"Rust Web Programming" by Maxwell Flitton
It's one of those technical books where you really want to write the code alongside reading it, otherwise things don't really "click" just from reading.
This post is part of my Book reviews series, where I share thoughts and impressions on the books I read.
"Rust Web Programming" is authored by Maxwell Flitton with editorial reviews from Bas Zalmstra, Evgeni Pirianov, Yage Hu and published by Packt as a second edition in 2023.
💡Topic
Building a full stack web app using Rust for the web server, React for the frontend and a few other backend technologies such as Docker for continerization and PostgreSQL and Redis for the database and in-memory processing.
📖Content
18 Chapters and 627 pages, this is quite a hefty book at its second edition already.
👩💻🧑💻Who is this book for?
Programmers who've gone already through at least The Rust Book (Carol Nichols and Steve Klabnik) and ideally also Programming Rust (Blandy, Orendorff and Tindall), as you need a fundamental understanding of Rust in order to really grasp what's going on.
👍Likes
About half-way into the book, it becomes apparent that they author has serious some experience writing modular, maintainable production-grade Rust software. This is great, and it helps you to see how things should be setup, from the get-go, to allow for easy extension and maintainability later on.
There are a lot of architectural examples, in code and with nice schema-based explanations, for key architectural concepts you need to be aware of when building web apps, especially back-end parts: encapsulation, composition, facade, etc. I really liked that aspect, as it allows you to get learn actionable patterns which can be immediately put to use in your own projects.
I liked the fact that the book is truly "fullstack Rust", and it covers the range of immediately useful technologies that you can, and will most likely need to, work with in order to get your web apps deployed in production.
👎Dislikes
As with all the Packt books I've read until now, the quality control of the text is on the lower side. There are multiple small inconsistencies (e.g referring in text to the variable "one" instead of the correct one - "two", missing the dereference (*) symbol several times in the code but talking about it in the text, etc.), as well as larger misses (e.g missing the "new" method constructor on page 132 for the "TaskStatus" implementation, later required on page 145) which are quite glaring and should have been caught.
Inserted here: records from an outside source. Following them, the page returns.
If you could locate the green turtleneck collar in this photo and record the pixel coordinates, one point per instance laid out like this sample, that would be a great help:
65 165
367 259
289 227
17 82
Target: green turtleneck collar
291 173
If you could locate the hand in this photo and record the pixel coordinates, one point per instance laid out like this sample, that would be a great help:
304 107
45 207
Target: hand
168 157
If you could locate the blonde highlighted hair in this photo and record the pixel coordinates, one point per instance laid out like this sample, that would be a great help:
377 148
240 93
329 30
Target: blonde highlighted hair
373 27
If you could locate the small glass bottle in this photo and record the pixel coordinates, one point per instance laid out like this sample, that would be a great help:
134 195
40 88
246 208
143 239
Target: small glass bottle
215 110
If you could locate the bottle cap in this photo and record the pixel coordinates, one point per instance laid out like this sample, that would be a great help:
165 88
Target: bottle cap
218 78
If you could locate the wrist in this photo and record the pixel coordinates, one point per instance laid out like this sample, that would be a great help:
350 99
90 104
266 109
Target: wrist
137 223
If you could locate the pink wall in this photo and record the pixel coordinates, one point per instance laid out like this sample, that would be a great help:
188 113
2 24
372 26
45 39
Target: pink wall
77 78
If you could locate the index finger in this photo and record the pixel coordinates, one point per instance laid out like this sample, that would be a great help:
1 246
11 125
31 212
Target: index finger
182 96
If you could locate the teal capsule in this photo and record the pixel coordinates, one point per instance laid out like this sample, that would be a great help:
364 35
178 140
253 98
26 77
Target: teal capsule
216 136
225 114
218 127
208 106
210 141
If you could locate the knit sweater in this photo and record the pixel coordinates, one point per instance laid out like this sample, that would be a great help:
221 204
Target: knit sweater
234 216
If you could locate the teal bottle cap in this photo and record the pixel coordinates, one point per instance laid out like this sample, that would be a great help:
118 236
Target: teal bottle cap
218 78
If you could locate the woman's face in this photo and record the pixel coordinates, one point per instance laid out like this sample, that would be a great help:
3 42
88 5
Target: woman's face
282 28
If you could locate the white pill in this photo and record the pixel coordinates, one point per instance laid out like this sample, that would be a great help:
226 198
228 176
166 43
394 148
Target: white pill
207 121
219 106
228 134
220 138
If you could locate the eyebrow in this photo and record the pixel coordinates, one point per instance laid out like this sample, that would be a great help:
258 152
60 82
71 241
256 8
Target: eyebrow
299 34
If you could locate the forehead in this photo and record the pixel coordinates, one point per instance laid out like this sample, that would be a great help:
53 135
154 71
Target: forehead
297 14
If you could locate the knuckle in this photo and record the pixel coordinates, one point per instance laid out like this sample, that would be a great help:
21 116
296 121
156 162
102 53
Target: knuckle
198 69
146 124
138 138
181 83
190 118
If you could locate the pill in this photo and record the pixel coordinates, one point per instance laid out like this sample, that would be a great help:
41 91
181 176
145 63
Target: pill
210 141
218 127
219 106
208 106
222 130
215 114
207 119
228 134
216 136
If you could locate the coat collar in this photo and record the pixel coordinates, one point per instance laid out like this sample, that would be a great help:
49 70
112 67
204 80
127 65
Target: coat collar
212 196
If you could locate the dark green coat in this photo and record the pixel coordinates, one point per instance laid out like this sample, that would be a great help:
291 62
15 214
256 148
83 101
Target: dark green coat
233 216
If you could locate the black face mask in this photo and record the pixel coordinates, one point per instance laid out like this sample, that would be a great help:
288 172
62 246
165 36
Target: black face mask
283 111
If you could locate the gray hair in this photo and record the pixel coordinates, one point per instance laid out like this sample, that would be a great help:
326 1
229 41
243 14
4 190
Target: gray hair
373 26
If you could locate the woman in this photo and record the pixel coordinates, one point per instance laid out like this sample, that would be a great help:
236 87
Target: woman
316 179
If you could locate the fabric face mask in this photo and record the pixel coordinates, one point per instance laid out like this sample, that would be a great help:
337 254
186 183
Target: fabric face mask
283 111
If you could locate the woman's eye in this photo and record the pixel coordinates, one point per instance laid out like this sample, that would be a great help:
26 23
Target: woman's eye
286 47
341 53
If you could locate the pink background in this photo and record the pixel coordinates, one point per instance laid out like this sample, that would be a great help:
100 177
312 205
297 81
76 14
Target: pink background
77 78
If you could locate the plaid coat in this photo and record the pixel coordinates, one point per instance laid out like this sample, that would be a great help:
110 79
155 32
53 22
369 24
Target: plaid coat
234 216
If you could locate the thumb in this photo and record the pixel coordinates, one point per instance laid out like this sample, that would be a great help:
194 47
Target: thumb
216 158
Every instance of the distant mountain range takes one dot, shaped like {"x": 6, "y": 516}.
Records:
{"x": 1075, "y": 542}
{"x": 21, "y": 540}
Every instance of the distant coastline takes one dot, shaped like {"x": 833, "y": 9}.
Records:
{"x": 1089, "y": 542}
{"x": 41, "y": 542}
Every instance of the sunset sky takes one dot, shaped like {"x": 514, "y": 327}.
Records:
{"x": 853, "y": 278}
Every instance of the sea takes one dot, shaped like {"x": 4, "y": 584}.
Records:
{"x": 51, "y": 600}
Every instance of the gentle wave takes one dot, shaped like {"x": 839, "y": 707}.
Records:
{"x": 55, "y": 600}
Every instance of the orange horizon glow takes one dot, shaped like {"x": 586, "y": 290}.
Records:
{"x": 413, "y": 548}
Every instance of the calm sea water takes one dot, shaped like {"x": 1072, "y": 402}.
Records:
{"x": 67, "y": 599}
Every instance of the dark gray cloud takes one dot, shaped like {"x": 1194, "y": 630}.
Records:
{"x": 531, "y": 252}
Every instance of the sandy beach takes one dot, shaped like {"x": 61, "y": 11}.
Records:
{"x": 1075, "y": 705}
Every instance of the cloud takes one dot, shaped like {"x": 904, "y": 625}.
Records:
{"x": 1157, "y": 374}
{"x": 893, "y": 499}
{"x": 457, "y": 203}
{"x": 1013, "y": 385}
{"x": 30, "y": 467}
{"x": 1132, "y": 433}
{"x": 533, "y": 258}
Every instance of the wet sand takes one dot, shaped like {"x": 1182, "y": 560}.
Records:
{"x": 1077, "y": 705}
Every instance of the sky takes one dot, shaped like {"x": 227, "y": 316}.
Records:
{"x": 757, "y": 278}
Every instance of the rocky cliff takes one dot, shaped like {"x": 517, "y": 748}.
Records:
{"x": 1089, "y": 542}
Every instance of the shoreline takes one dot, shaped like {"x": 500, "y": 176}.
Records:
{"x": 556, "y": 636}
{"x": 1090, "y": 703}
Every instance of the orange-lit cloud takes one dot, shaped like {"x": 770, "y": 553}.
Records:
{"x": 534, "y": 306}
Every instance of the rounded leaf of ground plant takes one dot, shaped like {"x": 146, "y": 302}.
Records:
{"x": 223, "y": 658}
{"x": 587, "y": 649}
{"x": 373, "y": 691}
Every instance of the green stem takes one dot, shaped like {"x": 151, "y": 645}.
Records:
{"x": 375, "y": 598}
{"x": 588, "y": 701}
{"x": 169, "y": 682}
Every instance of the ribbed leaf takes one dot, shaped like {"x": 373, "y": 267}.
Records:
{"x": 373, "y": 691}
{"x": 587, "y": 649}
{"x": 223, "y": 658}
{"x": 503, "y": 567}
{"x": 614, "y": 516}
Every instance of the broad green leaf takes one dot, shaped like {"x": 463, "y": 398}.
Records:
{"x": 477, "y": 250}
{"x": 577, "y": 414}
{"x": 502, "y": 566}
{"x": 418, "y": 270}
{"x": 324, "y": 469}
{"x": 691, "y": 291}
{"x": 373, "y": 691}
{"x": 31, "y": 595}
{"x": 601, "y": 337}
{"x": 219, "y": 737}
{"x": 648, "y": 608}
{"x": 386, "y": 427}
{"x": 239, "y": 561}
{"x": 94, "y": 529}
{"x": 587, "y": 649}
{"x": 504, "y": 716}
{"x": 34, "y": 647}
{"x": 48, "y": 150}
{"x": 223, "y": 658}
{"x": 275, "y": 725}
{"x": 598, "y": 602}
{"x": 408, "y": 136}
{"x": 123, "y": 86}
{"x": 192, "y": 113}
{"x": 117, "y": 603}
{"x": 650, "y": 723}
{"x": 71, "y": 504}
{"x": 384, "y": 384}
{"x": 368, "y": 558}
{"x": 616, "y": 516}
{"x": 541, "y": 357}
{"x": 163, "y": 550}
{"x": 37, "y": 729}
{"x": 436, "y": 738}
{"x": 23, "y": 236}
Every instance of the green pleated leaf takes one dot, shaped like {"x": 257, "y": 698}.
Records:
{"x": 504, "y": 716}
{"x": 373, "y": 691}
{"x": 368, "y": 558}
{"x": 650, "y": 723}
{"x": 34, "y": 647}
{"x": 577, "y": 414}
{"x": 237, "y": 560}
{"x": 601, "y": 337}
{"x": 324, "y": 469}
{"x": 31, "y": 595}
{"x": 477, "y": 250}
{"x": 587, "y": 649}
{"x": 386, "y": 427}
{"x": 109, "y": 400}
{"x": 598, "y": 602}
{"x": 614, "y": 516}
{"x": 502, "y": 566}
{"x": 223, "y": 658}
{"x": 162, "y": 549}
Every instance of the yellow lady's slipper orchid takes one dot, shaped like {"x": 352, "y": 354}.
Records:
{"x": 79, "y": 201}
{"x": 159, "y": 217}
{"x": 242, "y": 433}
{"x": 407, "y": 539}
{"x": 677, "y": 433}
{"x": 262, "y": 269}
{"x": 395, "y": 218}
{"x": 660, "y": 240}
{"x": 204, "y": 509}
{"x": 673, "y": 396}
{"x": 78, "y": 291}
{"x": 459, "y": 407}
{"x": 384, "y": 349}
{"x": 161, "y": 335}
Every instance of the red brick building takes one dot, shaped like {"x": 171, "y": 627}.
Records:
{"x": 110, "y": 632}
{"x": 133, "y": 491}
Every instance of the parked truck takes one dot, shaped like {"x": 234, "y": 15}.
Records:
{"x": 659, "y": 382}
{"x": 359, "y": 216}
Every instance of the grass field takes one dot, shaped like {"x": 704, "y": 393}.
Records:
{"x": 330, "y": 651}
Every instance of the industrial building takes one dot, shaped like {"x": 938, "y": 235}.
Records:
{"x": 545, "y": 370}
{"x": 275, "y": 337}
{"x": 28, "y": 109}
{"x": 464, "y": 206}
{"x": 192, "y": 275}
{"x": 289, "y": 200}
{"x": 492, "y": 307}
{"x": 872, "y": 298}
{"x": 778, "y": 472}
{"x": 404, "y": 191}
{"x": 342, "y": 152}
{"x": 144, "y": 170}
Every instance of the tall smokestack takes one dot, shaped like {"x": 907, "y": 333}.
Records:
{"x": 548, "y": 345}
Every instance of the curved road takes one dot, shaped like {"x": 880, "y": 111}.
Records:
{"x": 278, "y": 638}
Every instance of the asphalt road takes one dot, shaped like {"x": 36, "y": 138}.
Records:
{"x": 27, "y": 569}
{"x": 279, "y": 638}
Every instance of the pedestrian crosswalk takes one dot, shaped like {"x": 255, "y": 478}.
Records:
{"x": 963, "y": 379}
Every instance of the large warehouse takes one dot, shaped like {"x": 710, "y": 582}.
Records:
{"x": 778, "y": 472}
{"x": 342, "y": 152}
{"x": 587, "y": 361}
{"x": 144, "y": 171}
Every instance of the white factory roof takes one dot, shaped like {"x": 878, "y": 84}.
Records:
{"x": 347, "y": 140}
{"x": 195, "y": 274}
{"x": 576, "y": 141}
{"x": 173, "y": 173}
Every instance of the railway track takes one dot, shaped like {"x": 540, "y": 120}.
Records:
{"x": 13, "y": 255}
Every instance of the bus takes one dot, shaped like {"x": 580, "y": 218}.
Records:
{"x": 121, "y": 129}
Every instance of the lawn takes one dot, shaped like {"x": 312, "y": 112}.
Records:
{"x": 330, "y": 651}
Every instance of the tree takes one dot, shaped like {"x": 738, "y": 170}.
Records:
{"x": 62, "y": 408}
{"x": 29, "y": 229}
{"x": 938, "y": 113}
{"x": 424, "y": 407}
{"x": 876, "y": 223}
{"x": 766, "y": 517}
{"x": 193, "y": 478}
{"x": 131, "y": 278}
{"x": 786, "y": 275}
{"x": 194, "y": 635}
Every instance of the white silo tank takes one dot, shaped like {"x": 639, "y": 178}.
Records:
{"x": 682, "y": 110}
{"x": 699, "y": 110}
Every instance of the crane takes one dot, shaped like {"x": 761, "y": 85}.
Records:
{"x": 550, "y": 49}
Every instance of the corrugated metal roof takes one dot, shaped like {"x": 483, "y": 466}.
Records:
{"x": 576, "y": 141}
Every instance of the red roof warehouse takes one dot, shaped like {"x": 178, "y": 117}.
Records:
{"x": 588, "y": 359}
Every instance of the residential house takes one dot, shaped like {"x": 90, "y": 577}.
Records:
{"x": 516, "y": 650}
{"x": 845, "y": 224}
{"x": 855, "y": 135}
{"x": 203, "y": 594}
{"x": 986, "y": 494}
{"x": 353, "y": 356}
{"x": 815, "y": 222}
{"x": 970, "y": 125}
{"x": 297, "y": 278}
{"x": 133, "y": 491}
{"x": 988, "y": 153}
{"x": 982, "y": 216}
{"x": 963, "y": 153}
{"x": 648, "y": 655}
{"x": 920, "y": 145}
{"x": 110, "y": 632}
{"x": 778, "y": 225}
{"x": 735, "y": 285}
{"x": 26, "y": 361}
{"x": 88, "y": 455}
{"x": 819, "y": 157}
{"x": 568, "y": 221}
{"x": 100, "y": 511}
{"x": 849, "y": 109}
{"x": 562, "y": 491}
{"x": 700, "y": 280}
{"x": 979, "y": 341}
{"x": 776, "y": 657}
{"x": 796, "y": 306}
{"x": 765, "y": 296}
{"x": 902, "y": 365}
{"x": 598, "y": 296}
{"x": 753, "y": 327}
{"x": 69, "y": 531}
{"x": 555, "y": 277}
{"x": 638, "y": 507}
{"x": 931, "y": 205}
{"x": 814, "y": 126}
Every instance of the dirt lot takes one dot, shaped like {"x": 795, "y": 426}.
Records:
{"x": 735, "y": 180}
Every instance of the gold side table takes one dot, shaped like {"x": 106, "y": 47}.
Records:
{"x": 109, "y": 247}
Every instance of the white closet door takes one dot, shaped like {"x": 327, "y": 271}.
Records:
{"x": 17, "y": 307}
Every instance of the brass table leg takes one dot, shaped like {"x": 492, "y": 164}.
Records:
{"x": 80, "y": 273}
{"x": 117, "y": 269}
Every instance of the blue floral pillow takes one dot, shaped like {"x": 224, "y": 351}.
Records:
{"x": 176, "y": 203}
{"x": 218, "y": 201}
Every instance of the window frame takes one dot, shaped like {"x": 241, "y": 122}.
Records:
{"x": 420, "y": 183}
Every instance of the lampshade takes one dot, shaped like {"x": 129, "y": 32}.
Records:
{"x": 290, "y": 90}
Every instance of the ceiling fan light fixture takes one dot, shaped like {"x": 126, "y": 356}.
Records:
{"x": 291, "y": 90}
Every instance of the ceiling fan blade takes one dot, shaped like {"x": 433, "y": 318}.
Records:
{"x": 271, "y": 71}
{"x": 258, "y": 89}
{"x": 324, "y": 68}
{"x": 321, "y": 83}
Not to mention that in many cases the GitHub repo code doesn't match the one in the book, e.g when it comes to function input types changed from "&str" to "String". My assumption is that the repo code is from a previous edition, and it wasn't updated properly.
I really would wish that they would do a better job at paying attention to these things, as they're doing also the authors a great disservice, not to mention the readers who get confused and also frustrated when the code in the book doesn't compile.
In places the overall purpose of the code can be hard to grasp, especially in regards to how it ties into the bigger app. I've found myself several times having to go back and re-read either some of the schemas or the explanations.
🚧 Improvements I would suggest
This is not a book specific one, rather a publisher one: I think the O'Reilly approach to presenting URLs in the text is better, with using shortened links instead of the the actual URL. If in the future the repo links change, the readers would be left googling for the new one. Whereas, if you use a shortened link, the publisher can make sure internally that the links always points to the right place.
For the 3rd edition, which I hope will get published as well, I would probably cut out completely the vanilla JS part and start directly with React.
I would love to see an entire chapter on serverless Rust, with an example of how to deploy the web app to AWS, using Lambda functions and DynamoDB for example. Happy to contribute content here if there's interest.
Even if it takes longer to publish, it would be great if attention is paid to making sure that at all stages the code compiles, that there are no missing lines of code or missing instructions in the text of the book.
🤔Final Thoughts
It's one of those technical books where you really want to write the code alongside reading it, otherwise things don't really "click" just from reading.
I've also found myself coding through a chapter, and then re-reading it in order to settle my understanding on how things were wired together.
Thank you Maxwell Flitton for the massive effort which this book surely took to write 🙏, and looking forward to the 3rd edition!